Und es kann auch tatsächlich nach hinten los gehen, wenn man sich zu verletzlich zeigt. Insbesondere für Mitglieder von Randgruppen. [4] Oder auch auf der Arbeit sollten wir gut überlegen, wann wir unser authentischstes Selbst zeigen. [5]

Wichtig dabei ist: Neben einem gewissen Risiko bringt Verletzlichkeit Vorteile mit sich. Verletzlichkeit kann z.B. Vertrauen und Intimität fördern. [6]

Außerdem unterliegen wir bei der Einschätzung vom Zeigen von Verletzlichkeit einer Verzerrung, nämlich dem »Beautiful Mess Effect«. Erforscht wurde dieser Effekt an der Uni Mannheim im Team rund um Anna Bruk.
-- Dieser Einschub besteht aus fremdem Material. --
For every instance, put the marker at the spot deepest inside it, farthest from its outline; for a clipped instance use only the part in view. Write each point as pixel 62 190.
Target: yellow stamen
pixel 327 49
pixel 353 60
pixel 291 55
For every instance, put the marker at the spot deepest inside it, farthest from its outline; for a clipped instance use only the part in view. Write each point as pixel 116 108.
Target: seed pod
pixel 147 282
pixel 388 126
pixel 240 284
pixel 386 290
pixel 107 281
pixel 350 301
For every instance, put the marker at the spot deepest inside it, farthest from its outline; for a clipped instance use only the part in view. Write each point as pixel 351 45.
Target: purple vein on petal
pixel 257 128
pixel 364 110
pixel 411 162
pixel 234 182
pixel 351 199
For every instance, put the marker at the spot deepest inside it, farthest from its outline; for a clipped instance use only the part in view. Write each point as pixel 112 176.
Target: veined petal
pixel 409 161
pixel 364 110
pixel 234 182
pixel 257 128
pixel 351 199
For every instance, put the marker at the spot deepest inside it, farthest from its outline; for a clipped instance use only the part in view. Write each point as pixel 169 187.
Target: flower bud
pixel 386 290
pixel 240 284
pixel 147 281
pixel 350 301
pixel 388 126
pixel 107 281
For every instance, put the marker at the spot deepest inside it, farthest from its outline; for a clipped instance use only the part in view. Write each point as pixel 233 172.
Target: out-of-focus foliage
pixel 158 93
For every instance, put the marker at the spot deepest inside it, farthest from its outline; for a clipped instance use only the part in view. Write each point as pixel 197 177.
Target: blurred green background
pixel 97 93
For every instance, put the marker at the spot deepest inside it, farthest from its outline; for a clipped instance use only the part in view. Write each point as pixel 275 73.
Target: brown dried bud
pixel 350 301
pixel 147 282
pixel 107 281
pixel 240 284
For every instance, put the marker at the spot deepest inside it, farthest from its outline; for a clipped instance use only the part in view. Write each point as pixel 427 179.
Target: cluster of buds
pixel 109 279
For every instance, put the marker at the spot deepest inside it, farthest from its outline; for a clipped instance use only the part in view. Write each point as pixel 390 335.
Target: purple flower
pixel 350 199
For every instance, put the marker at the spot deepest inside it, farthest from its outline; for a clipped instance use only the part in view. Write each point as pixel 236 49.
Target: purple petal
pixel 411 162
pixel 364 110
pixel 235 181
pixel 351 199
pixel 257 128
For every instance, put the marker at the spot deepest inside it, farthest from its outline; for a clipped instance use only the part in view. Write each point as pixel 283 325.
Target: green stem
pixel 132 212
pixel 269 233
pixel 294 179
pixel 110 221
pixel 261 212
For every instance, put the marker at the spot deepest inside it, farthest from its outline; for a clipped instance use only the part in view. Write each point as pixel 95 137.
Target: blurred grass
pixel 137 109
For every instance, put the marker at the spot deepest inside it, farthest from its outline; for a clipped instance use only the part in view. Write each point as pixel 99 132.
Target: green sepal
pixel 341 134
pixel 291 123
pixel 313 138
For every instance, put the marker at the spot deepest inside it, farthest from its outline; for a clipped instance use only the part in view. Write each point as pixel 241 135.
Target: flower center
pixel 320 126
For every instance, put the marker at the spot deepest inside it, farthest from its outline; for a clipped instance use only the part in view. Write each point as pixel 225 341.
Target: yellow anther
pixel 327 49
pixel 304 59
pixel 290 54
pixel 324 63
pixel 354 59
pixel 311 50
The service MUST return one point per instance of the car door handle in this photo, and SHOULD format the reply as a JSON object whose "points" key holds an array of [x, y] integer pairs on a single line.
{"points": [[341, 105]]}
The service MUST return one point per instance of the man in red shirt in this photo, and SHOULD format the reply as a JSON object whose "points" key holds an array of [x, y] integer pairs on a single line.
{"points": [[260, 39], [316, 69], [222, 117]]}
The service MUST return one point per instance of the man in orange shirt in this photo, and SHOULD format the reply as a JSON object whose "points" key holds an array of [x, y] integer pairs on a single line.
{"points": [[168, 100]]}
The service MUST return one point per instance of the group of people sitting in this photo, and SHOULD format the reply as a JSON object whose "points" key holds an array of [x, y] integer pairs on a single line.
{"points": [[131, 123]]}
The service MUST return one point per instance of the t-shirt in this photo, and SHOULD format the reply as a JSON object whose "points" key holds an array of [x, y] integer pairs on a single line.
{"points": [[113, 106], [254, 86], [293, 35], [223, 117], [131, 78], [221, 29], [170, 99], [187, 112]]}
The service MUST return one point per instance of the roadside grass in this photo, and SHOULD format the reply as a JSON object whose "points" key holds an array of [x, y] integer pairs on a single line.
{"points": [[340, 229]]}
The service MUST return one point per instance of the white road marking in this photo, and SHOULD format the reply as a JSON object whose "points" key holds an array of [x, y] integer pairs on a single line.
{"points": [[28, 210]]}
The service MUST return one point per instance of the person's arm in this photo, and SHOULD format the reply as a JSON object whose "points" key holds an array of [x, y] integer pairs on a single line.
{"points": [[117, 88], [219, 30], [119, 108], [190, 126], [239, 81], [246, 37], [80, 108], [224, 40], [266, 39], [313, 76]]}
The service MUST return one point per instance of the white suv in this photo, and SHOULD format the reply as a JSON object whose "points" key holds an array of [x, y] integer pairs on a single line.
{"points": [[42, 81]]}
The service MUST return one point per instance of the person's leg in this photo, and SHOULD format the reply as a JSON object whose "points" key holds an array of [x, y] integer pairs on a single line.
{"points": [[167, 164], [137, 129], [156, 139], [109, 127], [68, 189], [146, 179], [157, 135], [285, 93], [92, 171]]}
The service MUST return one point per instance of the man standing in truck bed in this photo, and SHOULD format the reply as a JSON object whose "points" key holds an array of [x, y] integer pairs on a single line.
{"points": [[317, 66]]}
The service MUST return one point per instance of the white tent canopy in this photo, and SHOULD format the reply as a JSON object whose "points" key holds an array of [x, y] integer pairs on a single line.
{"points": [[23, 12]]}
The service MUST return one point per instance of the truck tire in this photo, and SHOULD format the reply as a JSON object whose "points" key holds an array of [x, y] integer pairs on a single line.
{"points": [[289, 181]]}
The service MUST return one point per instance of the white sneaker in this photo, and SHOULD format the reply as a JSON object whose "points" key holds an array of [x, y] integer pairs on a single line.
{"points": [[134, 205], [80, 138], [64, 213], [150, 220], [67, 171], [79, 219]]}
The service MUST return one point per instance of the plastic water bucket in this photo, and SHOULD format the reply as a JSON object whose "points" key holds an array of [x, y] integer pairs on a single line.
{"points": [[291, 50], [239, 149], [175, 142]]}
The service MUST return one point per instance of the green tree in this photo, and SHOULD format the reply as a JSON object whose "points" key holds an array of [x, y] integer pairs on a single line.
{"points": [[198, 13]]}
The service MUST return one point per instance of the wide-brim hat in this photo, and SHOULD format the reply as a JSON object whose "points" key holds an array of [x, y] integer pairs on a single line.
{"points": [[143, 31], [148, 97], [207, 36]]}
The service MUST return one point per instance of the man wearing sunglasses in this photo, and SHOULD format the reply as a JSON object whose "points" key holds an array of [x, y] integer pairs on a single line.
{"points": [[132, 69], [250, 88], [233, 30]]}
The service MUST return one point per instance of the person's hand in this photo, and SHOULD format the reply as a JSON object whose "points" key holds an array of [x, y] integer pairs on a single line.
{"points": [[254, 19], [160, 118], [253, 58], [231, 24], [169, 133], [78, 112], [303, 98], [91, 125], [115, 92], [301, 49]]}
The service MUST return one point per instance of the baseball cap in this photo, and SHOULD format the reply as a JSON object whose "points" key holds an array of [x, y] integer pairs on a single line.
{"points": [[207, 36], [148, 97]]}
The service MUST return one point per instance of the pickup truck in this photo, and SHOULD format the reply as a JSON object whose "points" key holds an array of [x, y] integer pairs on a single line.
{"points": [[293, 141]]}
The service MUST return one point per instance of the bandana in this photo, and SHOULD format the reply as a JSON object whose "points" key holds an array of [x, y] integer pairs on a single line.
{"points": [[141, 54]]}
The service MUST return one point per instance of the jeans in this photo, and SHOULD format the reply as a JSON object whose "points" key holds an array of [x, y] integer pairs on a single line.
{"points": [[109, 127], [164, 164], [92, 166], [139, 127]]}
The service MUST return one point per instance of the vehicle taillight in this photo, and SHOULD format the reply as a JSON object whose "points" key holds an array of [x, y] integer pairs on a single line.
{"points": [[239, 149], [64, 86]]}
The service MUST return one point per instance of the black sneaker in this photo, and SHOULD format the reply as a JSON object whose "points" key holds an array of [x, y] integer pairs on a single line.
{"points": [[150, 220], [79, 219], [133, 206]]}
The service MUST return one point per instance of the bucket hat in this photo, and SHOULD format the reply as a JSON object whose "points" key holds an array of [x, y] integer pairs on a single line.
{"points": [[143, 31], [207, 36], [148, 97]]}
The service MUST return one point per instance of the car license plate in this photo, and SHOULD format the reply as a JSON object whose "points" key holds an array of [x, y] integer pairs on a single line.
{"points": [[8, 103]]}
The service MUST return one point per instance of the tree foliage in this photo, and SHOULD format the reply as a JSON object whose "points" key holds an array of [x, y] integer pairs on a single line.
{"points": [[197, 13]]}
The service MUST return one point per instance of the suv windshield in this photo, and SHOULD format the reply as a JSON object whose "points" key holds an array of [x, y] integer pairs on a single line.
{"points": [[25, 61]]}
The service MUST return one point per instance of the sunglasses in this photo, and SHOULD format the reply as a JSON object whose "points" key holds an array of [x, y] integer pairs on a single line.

Ihre Untersuchungen zeigten, wir schätzen unsere eigene Verletzlichkeit als negativer ein als die Verletzlichkeit anderer. Und zwar über verschiedenste Szenarien hinweg. [2]


Richtig verletzlich zeigen


Wann Du dich verletzlich zeigen kannst – und wann lieber nicht

Nicht immer ist es angebracht, dass wir uns verletzlich zeigen. Beim Abwägen kann uns helfen, Kosten und Nutzen abzuwägen: Ist die Person die richtige, um sich verletzlich zu zeigen? Wenn ja, leidest du darunter, diese Information über dich nicht zu teilen? Wenn ja, dann ist es wahrscheinlich eine gute Idee Verletzlichkeit zu zeigen. [7]


Zeige zuerst Verletzlichkeit mit dir selbst


Das ist vor allem dann eine gute Idee, wenn es dir schwerfällt anderen gegenüber verletzlich zu sein. Sich selbst gegenüber verletzlich zu zeigen, klingt abstrakt. Ganz praktisch gehört z.B.Tagebuch schreiben dazu. Sich den eigenen Gedanken und Gefühlen gegenüber zu öffnen, ohne dabei zu bewerten, das ist Verletzlichkeit gegenüber einem selbst. [8]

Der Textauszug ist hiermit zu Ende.